In all cases the scattering pattern is isotropically distributed around the beam-stop, which blocks the transmitted beam. Here is the corrected and calibrated cross section for polystyrene particles in heavy water with a radius of 500 angstroms. The diffractometer can cover a wide Q range in conventional pinhole mode by varying the detection position and using one or more wavelengths.
The data showed the form vector features of spherical particles. At high Q the profile is dominated by the solvent and is flat. These cross sections for different radii polystyrene particles are corrected for solvent contribution.
At high Q the slope is minus four, which is typical for spherical objects. Measurements of micelles in heavy water lead to this two dimensional and radially average scattering pattern in pinhole mode. Use of the tunable resolution mode with higher resolution reveals the fine structure of peaks.

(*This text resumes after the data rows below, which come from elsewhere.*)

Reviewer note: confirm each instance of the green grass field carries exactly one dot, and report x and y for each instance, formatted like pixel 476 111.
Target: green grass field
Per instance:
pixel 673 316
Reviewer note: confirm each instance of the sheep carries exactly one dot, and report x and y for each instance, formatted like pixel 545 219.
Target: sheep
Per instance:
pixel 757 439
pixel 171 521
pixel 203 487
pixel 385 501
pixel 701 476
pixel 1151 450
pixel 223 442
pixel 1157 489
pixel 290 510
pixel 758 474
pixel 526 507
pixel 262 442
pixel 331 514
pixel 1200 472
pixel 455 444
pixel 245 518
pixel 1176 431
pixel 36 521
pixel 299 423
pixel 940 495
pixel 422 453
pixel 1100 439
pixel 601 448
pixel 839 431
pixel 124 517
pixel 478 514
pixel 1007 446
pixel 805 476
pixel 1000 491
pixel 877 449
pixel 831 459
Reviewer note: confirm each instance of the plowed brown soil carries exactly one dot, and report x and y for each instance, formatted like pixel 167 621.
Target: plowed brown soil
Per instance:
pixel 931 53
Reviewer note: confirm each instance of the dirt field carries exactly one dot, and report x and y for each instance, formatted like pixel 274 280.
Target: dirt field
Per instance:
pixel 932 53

Once mastered, this technique can be done in 24 hours if it is performed properly. While attempting this procedure, it's important to remember to plan the experiment based on the scientific goals. Following this procedure, other methods like optical microscopy and cryo-TEM can be performed to help determine the overall and the local morphology of the investigative system as an aid for interpreting the complex scattering data.
After its development, this technique paved the way for researchers in the field of soft matter and biophysics to explore polymer and block copolymer morphologies, proteins and supramolecular particles, gels and colloidal system, in health and technology applications. Don't forget that working with neutrons can be extremely hazardous and precautions, such as tradition protection measures, should always be taken while performing this procedure.